I think that in ten or fifteen years, a lot of people will have very fond memories of Ross Barkan’s idealistic, democratic mindset. Ross is publishing people from across the country who don’t usually have access to large readerships, and he is doing it in a way that gives them the potential to grow an audience of their own.
There is no other small journal that is truly doing that. If people want an audience—want a chance that their piece can break out and reach an enthusiastic set of fans—they should publish in TMR.
And as for the prestige? I think that’ll come.
Samuel Richardson Award news!
T. Benjamin White has made his selection for the contest we’ve been running for best self-published literry novel. In the end it came down to three choices: Merritt Graves’s Drive A, Will Caverly’s Here, The Bees Sting, and Alexander Sorondo’s Cubafruit. It was a hard decision for him:
If Cubafruit’s flaws are inseparable from what made it so good, that’s only because Sorondo was aiming high, trying to create something new, and I believe he largely succeeded. If only one novel or literary project from this loosely-connected Substack self-publishing scene survives and is remembered, it may very well be Cubafruit.
The other judges should make their selections sometime in the next few weeks, and then we’ll have a winner!








Thanks for writing this. I am in the position of having both been a very popular blogger (at one point had a regularly viral pseudonym), and also written for legacy publications (currently working on a piece for NYmag). I think a lot about the differences in form.
I think part of what’s happening here is that the differences in style actually cut against each other, which you alluded to when you mentioned that sometimes magazine writers come here and try to do magazine-style writing and don’t succeed and get annoyed. It’s true across social platforms too. If you simply repurpose your instagram posts for Twitter/X without rewriting them, you generally won’t succeed (there are exceptions).
I'm not American and had never heard of NBA YoungBoy.

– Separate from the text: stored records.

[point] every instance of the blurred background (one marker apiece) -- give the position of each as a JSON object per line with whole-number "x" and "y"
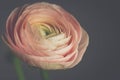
{"x": 100, "y": 18}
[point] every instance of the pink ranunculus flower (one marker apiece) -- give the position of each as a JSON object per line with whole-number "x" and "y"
{"x": 45, "y": 35}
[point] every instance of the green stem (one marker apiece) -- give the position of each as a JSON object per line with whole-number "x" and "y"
{"x": 18, "y": 69}
{"x": 45, "y": 75}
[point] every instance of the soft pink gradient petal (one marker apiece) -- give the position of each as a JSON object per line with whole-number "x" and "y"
{"x": 22, "y": 37}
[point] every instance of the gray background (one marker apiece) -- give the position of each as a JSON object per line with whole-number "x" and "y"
{"x": 100, "y": 18}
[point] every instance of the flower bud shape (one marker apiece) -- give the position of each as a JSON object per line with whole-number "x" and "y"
{"x": 46, "y": 36}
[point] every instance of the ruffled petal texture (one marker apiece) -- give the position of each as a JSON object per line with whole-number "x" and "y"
{"x": 45, "y": 35}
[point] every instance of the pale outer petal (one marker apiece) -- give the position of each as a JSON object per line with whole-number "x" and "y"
{"x": 82, "y": 47}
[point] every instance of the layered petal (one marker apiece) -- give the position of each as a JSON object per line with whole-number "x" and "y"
{"x": 46, "y": 36}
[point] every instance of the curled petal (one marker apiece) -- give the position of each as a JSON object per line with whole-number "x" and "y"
{"x": 46, "y": 36}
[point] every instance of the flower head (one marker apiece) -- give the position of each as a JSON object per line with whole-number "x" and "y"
{"x": 46, "y": 36}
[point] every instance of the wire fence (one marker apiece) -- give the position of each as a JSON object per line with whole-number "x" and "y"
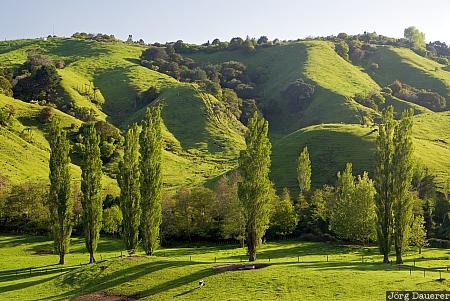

Daniel Falatko's essay was obsessive and dazzling. I'm awed by the effort, the research, the delicate fairness, the pitch perfect prose.
I think my comment on the essay was akin to 'nice work'. I was too speechless to know what to say about an essay on a topic and person of no interest to me, yet kept me spellbound, and which, weeks later, I'm still thinking about. What can a reader possibly say that isn't asinine.
Anyway, to anyone who got through this essay, and got to this comment - read the Daniel Falatko essay linked by Naomi, because it's so fooking good. And yes, it's also deeply interesting and disturbing and the melody lingers.